I just checked and saw two things:

  1. If we try to send 50 updates all at once we might bump against an Elasticsearch queue limit. I'm chunking it to 10 at a time.
  2. I _think_ moving a page and leaving behind a redirect can cause that version conflict error. I believe it makes two jobs - one for the new page and one for the redirect. We need to keep the redirect job but might be able to throw away the one for the new page. Worth checking.

Change 148405 had a related patch set uploaded by Manybubbles:
Chunk updates at 10

https://gerrit.wikimedia.org/r/148405

Finishing up skipping the second update in point #2 from comment 3.

Change 148417 had a related patch set uploaded by Manybubbles:
On article move only use one job

https://gerrit.wikimedia.org/r/148417

Change 148405 merged by jenkins-bot:
Chunk updates at 10

https://gerrit.wikimedia.org/r/148405

Change 148417 merged by jenkins-bot:
On article move only use one job

https://gerrit.wikimedia.org/r/148417

Shifting back to new - we'll have to reevaluate in two weeks or so once these changes hit production and we've churned through the queue.

Dug into these and the vast majority of them now come from trying to run the same updates twice or three times at the same time. Noop detection, going out to wikipedias tomorrow, should squash most of these.

Dug into these and the vast majority of them now come from trying to run the same updates twice or three times at the same time. Noop detection, going out to wikipedias tomorrow, should squash most of these.

One year later: Is this still an issue or can this task be closed as resolved?

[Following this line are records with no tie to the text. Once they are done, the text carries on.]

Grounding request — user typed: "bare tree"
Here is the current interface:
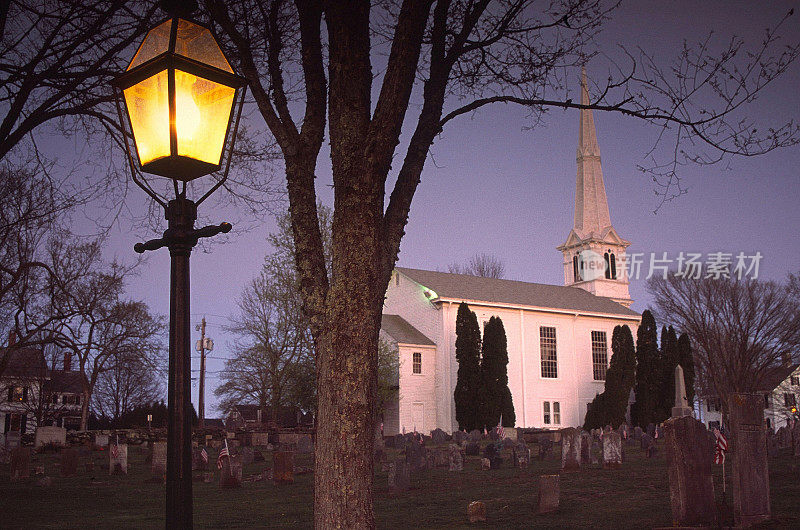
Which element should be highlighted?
[197,0,800,528]
[447,253,506,278]
[648,275,800,411]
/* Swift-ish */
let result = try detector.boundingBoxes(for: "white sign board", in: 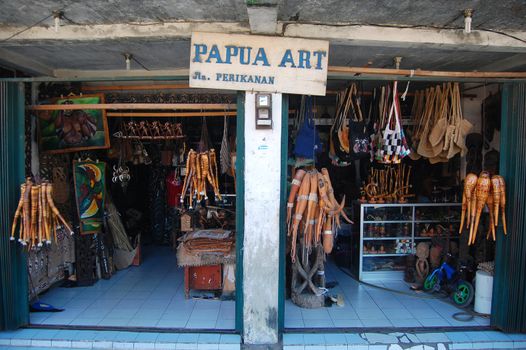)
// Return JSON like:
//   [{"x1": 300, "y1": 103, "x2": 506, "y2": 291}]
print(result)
[{"x1": 190, "y1": 33, "x2": 329, "y2": 96}]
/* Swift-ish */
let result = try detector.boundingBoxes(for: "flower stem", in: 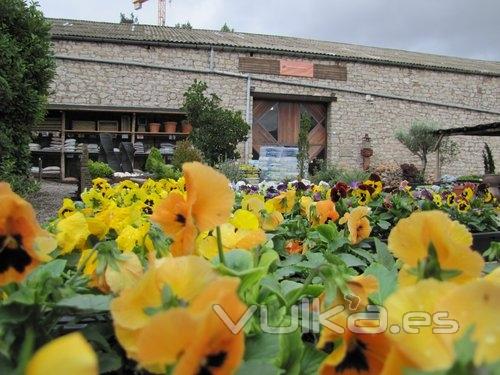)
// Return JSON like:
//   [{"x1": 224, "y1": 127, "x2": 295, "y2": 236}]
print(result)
[{"x1": 217, "y1": 226, "x2": 226, "y2": 265}]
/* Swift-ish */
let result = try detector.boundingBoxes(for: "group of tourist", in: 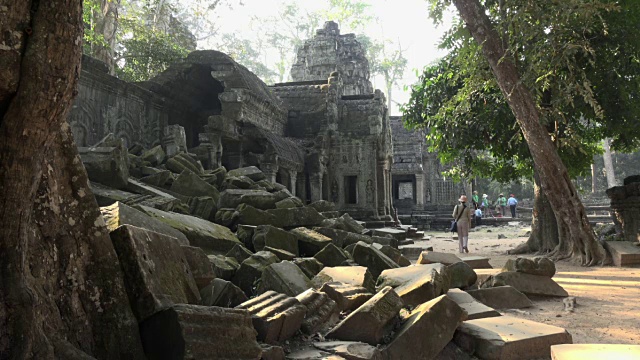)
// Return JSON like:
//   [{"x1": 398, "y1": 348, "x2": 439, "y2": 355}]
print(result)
[{"x1": 452, "y1": 191, "x2": 518, "y2": 253}]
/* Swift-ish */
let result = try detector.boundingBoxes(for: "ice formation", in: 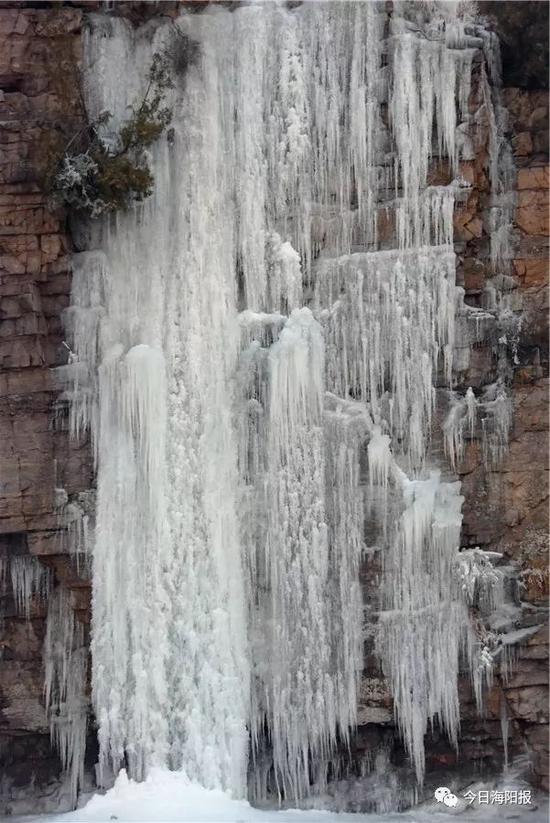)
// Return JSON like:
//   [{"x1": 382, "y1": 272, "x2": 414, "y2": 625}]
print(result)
[
  {"x1": 54, "y1": 2, "x2": 516, "y2": 812},
  {"x1": 7, "y1": 554, "x2": 51, "y2": 618},
  {"x1": 44, "y1": 587, "x2": 88, "y2": 803}
]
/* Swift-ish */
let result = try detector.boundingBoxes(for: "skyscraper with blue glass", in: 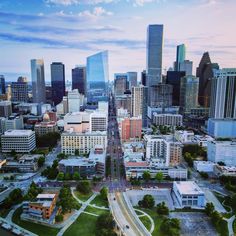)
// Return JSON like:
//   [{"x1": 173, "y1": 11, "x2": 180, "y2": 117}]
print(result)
[{"x1": 86, "y1": 51, "x2": 109, "y2": 103}]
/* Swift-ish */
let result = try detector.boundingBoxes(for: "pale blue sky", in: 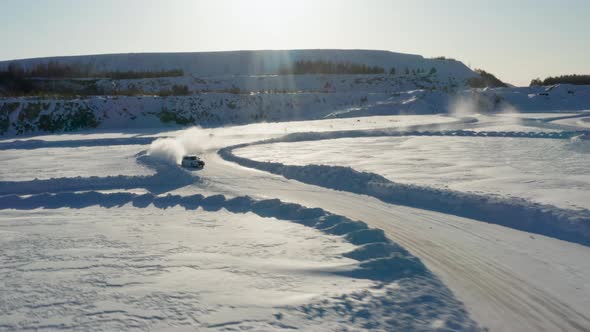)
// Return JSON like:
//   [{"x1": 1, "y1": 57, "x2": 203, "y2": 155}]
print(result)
[{"x1": 0, "y1": 0, "x2": 590, "y2": 85}]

Restricted Application added a project: Discovery. · View Herald TranscriptSep 1 2015, 12:40 PM

Dug into these and the vast majority of them now come from trying to run the same updates twice or three times at the same time. Noop detection, going out to wikipedias tomorrow, should squash most of these.

One year later: Is this still an issue or can this task be closed as resolved? @Deskana maybe?

Dug into these and the vast majority of them now come from trying to run the same updates twice or three times at the same time. Noop detection, going out to wikipedias tomorrow, should squash most of these.

@Deskana: One year later: Is this still an issue or can this task be closed as resolved?

Dug into these and the vast majority of them now come from trying to run the same updates twice or three times at the same time. Noop detection, going out to wikipedias tomorrow, should squash most of these.

@Deskana: More than one year later: Is this still an issue or can this task be closed as resolved?

Deskana closed this task as Resolved.Dec 23 2015, 12:25 AM
Deskana claimed this task.

@Deskana: More than one year later: Is this still an issue or can this task be closed as resolved?

I think we can assume the deployed fix resolved the issue. If that's not the case, someone can reopen.